So, a good fish keeper will change water when the tank gets to 20 ppm nitrate, and he will change enough water so that when he is ready to do it again, the tank is not yet above 20 ppm. So, if the tank starts out at 10 ppm, and the nitrates increase 2 ppm per day, a 50% water change will be needed at or before 5 days, or else you need to lower the starting level down with even bigger water changes or slow the increase in the nitrates.


----------



## BriNeShriMp (May 30, 2005)

The rule is one inch of fish per a gallon. Any more than that, and your overstocked.


----------



## lumpyfunk (Dec 22, 2004)

BriNeShriMp said:


> The rule is one inch of fish per a gallon. Any more than that, and your overstocked.


I belive that a more accurate measuement has to due with surface are in respect to fish length, but I cannot rember it. :icon_redf


----------



## algae (Mar 28, 2005)

Doesn't the width of the fish also play a role? ...you know, how a two inch skinny fish would be less of a load than a two inch fat fish.


----------



## fishmasterno1_2 (Jun 1, 2005)

I don't overstock so I have to add nitrates. Water changes are when I get to it Usually a few gallons a month. No problems here. Reduce fish add plants to make your life easier. my $.02


----------



## macbrush (Jun 2, 2004)

I always treat that 1cm per 2 litre rule (more or less 1 inch 1 gallon) as a guideline. As soon as I have to make estimation whether I am approaching that stock level, I would consider myself overstocking.

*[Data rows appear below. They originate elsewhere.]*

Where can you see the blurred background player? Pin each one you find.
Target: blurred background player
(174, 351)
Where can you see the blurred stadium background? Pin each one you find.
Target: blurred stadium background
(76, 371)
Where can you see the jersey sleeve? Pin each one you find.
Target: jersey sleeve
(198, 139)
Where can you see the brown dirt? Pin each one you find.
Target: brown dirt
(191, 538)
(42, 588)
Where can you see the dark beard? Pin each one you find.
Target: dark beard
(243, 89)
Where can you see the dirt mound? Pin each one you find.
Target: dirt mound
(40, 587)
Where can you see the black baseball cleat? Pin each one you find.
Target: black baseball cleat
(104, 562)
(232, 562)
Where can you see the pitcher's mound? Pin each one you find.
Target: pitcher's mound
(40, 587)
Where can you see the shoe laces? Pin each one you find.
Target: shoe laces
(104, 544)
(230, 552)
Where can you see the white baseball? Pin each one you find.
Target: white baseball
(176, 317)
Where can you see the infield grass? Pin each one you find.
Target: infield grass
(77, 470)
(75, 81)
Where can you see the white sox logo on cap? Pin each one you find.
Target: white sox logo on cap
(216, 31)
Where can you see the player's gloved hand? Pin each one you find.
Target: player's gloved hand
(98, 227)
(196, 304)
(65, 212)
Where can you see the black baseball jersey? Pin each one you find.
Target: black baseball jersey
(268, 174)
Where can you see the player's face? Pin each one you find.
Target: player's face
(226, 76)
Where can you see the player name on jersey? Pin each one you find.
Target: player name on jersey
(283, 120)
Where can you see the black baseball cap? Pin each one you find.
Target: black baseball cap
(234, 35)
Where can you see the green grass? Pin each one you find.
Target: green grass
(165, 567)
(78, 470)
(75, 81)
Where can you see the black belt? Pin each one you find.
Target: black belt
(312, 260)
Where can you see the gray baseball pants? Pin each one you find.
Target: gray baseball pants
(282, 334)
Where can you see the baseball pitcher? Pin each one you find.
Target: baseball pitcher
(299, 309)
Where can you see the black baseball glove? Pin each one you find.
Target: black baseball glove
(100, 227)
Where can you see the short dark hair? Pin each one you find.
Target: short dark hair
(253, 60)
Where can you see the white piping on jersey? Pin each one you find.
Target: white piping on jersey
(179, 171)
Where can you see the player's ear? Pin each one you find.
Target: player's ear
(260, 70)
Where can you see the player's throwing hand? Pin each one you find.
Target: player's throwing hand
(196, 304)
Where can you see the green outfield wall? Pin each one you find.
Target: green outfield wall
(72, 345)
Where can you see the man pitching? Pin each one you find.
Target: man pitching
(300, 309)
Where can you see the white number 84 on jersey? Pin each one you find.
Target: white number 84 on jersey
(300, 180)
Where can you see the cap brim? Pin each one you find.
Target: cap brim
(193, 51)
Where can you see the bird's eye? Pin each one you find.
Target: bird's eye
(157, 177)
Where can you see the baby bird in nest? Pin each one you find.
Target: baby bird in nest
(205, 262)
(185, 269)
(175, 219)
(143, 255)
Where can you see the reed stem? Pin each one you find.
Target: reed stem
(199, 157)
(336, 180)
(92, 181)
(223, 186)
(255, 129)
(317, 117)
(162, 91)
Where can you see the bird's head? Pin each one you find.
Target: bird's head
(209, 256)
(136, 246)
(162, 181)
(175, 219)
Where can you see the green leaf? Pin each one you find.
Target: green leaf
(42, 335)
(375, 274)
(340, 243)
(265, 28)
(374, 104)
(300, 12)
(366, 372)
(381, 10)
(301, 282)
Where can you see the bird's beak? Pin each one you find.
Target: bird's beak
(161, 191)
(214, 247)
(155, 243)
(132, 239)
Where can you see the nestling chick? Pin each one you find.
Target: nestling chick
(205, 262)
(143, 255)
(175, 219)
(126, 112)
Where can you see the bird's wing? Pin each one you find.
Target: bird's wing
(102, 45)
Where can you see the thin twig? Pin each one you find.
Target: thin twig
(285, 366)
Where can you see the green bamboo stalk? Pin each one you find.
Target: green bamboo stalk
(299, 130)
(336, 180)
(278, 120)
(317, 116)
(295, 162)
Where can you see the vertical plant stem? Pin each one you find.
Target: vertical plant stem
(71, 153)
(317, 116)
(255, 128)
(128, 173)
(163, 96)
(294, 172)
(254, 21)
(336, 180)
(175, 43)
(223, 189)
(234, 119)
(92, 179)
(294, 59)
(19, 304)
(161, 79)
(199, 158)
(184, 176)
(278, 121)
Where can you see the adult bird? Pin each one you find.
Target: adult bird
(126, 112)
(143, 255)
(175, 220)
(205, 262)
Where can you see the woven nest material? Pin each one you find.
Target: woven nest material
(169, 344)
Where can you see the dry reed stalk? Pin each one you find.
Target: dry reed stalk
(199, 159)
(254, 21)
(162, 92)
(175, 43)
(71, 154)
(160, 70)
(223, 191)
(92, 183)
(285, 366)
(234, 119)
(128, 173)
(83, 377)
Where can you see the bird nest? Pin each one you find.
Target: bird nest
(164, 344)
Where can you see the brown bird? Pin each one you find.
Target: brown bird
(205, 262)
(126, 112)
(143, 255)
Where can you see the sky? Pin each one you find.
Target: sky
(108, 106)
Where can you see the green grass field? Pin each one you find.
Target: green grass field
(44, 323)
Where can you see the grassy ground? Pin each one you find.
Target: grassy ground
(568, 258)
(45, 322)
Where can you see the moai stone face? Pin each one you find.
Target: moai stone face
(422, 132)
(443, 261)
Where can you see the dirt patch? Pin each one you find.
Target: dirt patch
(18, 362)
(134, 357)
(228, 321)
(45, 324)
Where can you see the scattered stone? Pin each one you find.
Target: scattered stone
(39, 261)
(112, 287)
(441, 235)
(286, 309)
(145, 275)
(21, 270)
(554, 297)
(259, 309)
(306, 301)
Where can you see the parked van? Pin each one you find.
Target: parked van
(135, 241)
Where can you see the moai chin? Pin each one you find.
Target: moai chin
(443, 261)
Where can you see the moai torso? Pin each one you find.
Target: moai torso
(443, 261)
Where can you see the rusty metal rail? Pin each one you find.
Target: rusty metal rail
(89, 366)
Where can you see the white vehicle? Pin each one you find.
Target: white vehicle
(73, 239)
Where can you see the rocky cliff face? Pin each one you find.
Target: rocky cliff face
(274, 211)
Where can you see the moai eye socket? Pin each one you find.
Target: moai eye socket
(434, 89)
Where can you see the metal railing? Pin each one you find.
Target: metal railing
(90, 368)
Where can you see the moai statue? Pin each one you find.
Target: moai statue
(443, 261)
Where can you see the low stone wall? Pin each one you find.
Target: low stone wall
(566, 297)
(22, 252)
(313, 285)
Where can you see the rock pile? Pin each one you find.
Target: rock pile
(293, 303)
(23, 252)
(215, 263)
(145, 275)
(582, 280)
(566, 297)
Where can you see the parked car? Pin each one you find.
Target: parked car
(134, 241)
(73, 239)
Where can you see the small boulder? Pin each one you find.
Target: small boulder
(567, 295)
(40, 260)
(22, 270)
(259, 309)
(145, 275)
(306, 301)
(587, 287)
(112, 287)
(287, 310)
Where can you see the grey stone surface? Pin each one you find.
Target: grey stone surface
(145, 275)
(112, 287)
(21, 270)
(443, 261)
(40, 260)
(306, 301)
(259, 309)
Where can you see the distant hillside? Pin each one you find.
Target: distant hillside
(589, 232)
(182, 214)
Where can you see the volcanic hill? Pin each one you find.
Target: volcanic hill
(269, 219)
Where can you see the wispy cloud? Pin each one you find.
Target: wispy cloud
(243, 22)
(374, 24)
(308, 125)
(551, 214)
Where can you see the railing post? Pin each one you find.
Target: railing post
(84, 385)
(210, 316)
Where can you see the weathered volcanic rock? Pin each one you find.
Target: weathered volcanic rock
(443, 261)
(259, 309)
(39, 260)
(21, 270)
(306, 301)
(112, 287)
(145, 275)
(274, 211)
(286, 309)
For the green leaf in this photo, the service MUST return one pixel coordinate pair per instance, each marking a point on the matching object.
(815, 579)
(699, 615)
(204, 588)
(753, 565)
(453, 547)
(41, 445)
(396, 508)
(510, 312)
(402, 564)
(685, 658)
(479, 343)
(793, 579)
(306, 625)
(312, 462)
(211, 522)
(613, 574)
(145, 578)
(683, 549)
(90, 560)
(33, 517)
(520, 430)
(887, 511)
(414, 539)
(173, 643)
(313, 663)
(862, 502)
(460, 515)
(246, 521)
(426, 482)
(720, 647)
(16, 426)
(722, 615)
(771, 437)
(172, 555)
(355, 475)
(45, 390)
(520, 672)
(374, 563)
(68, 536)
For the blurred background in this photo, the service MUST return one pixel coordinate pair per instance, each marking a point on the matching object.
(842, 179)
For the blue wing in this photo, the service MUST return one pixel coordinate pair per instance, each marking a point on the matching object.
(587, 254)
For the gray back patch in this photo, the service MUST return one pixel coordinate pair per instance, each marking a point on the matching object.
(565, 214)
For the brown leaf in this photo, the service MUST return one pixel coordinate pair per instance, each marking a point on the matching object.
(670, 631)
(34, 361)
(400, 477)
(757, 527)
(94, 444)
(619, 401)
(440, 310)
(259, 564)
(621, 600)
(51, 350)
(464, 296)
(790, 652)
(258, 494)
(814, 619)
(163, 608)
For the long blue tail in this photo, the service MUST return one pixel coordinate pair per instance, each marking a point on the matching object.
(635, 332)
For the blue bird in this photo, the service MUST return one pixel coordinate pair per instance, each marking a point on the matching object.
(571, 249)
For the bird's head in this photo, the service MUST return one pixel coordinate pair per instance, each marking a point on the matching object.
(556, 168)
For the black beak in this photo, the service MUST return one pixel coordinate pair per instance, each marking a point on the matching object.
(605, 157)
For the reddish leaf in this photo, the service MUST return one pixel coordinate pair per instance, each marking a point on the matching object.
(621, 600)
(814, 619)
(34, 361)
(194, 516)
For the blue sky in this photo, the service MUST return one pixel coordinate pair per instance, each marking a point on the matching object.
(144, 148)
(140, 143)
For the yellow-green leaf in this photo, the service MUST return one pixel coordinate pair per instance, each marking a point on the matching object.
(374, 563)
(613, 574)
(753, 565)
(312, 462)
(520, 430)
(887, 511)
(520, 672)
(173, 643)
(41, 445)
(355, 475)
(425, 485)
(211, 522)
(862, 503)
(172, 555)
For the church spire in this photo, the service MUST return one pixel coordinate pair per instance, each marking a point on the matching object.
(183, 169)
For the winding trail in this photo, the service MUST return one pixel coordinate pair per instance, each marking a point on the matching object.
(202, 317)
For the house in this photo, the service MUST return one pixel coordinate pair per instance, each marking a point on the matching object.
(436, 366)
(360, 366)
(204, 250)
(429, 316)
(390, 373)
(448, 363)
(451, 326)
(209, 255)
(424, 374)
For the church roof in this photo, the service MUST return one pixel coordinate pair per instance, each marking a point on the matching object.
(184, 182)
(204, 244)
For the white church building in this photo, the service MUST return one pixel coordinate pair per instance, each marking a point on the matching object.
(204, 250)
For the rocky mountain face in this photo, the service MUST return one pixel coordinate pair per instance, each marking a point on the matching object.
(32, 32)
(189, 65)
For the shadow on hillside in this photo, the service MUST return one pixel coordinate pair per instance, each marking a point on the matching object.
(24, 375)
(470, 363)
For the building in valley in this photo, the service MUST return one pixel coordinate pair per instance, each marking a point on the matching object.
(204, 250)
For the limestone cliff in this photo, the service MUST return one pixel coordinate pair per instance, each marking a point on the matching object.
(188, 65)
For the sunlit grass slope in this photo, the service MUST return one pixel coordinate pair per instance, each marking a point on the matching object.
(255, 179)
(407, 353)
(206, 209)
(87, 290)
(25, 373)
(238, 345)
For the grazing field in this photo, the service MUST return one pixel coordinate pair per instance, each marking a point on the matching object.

Can we just treat our fish like dogs, and cats? Give them some room.


----------



## anonapersona (Oct 19, 2002)

*Rule vs rule of thumb*



BriNeShriMp said:


> The rule is one inch of fish per a gallon. Any more than that, and your overstocked.


Now, that's just silly. There is no such Rule. That is simply a starting point, a rule of thumb. 

Then, you consider the mass of the fish (thin or fat), the feeding habits of the fish (messy or live foods), the need for companionship (schooler or solitary), the dimensions of the tank (tall holds less than wide), the water change schedule (bigger more frequent lets you add a few fish usually), the filtration (dual or triple filtration will let you add a few fish usually), general cleanliness of the tank, the need for swimming room, the compatibility of the different fish in the tank, the layout of the tank (enough areas for territorial fish) and finally, whether you have healthy live plants in the tank. 

So, for example, my 105 gallon tank has 100 true gallons in it by volume. I have 16 fish averaging 6" total length. 16 x 6 = 96, so you'd think it was perfect, eh? They are social but competitive fish, large and messy eaters. I compensate by doing frequent water changes, siphoning wastes daily, running 3 filters including a biowheel. I've added a few large fake plants to give more places to hide from aggressors. But, it is still overstocked and one day late on the water change and I see the result in increased fish aggression or fin problems.

So, please dont' quote that as Rule, it is certainly a "rule of thumb", but that is not the same as a rule.


----------